New course tackles teacher burnout at its source

New course tackles teacher burnout at its source

Reports show almost half of serving teachers have considered leaving the job due to stress, burnout and other mental health issues brought on by ever-increasing workloads.

And this worrying trend has implications beyond just teacher health, with the Australian Council of Deans of Education predicting a huge shortage of teachers within three or four years, as more teachers abandon the profession.

Recognising this, the Australian Catholic University has launched a first of its kind in Australia course to tackle this issue at its source.

The University’s ‘Graduate Certificate in Mental Health for Teachers and Educators’ course will be available online from this year as a post-graduate qualification for teachers who will be given a foundational knowledge of the factors that surround, impact, and influence mental health and wellbeing over the many different stages of their teaching career. 

One aim of the course is to ask teachers to reflect on why they came into teaching in the first place – and often it’s related to this idea that teaching is a vocation with a spiritual dimension.

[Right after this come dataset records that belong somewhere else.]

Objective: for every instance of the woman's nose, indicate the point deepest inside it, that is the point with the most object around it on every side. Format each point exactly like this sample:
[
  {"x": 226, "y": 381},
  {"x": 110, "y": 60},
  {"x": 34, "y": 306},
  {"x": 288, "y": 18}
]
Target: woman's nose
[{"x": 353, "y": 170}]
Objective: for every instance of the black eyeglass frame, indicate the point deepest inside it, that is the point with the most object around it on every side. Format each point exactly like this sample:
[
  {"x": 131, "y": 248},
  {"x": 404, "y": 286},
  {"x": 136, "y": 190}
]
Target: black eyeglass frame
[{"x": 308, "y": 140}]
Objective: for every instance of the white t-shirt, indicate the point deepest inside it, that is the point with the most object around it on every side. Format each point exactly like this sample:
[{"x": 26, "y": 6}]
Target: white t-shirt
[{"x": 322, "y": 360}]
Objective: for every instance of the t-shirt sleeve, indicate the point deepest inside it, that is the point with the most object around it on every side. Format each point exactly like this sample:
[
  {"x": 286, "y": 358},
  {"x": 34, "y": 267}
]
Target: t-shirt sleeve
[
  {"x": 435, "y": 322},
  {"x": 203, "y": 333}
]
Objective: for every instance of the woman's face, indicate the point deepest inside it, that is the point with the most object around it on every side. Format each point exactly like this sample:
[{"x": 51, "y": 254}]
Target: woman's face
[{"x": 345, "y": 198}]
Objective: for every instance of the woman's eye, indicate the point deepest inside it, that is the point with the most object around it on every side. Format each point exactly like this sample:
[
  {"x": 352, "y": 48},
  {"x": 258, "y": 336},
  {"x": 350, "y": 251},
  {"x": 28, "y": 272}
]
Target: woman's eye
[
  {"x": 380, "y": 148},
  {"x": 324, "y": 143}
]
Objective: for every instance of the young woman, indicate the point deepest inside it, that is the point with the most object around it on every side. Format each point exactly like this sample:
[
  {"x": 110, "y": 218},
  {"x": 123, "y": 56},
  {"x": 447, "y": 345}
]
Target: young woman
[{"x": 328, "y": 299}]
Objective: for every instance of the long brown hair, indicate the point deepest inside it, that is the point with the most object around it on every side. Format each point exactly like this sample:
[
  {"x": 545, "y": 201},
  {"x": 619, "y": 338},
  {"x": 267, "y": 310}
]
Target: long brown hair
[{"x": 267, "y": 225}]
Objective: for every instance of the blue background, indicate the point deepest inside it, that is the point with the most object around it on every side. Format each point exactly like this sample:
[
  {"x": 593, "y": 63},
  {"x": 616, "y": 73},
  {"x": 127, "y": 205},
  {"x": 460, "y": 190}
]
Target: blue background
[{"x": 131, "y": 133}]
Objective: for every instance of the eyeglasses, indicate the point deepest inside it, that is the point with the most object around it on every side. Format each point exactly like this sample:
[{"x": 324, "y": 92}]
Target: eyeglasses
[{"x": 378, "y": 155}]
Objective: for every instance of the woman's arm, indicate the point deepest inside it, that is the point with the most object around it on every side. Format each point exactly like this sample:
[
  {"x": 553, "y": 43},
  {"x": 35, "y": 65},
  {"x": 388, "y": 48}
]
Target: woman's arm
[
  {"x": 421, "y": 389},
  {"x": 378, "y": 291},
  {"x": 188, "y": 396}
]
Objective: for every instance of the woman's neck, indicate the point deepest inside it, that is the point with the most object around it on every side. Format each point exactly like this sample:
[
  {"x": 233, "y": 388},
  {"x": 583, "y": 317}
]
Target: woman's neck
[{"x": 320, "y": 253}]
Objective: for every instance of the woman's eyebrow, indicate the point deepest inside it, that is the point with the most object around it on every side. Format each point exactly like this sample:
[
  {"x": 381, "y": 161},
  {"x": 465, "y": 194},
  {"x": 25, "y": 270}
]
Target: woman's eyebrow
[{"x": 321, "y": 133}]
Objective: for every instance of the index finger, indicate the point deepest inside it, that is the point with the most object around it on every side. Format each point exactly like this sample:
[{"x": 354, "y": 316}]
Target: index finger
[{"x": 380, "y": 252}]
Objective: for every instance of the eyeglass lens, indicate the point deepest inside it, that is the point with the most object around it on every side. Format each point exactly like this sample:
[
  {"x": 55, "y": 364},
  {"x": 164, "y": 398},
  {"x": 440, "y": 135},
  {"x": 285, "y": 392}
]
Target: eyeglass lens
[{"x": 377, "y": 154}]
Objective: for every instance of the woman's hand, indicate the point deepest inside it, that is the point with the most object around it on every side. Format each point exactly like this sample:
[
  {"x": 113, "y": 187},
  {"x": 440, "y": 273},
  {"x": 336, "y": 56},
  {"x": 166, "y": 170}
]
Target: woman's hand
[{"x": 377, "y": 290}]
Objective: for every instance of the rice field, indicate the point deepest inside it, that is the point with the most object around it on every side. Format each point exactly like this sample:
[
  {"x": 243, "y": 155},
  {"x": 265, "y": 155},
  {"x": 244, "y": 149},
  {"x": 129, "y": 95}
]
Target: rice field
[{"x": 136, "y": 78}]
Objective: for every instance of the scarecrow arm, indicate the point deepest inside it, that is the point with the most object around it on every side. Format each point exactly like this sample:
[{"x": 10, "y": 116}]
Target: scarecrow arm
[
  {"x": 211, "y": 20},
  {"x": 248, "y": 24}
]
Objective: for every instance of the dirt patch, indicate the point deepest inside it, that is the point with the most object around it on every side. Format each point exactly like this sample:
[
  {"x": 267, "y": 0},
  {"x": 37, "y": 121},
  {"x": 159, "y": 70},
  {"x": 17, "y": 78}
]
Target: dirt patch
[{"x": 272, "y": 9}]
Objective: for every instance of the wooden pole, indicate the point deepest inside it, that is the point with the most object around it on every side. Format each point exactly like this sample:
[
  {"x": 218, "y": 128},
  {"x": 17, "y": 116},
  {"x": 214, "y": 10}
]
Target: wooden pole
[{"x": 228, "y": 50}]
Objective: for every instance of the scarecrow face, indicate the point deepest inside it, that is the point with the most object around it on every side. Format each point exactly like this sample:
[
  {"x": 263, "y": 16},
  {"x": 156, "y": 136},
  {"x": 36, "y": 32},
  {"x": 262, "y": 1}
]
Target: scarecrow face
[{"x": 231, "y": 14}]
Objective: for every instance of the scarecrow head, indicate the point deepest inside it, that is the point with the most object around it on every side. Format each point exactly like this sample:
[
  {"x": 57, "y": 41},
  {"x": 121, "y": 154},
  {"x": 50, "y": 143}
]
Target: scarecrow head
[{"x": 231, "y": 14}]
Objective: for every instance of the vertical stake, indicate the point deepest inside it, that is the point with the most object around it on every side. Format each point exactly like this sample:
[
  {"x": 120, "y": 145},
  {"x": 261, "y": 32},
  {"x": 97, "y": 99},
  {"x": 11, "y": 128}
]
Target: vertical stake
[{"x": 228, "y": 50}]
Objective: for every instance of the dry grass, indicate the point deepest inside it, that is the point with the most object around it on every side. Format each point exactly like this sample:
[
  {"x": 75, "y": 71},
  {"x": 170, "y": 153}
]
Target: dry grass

The units are structured to reignite that fire and to help teachers to locate it once again.

Dr Debra Phillips, who developed the course, said the demands of delivering classes during the pandemic had brought to a head the ongoing crisis in teacher mental health.

“There is an awareness that well-being is the result of the inter-relationship of the psychological, social and emotional components of mental health,” Dr Phillips told The Educator.

“The course offers online, weekly self-paced academically rigorous activities that develop and build knowledge, understanding and skills about these components and the psychosocial factors surrounding teacher-specific mental health and burnout.”

Dr Phillips said the activities require cognitive engagement with deep thinking, reflecting and conjecturing for other possibilities.

“Becoming knowledgeable about psycho-social triggers and environmental stressors enables teachers to identify and articulate what is happening to their selves and their colleagues,” she said.

While there have been national and international courses for teachers to respond to students’ mental health issues at school level, and either one-off full day courses for teachers on their own mental health there is limited information about national or international post graduate courses that are specifically designed for teachers to respond to their specific school/education situation and their particular needs.”

Dr Phillips said the four-unit Graduate Certificate specifically targets the development of professional, collegial, collaborative practice to reflect the most salient preventative and protective factor for mental health – social networks.

“The development and retention of social networks [personal and professional] at school level is emphasised and can be used by principals, senior and middle-management executives to strengthen mental health,” she said, adding the course examines in terms of mental health, why social relationships are a key factor, and encourages the participants to examine where and how strategies can be offered in their schools.

“Direction towards change at principal and senior executive level is instrumental in fostering a cultural shift towards recognising that teachers’ mental health is a necessary component of student achievement.”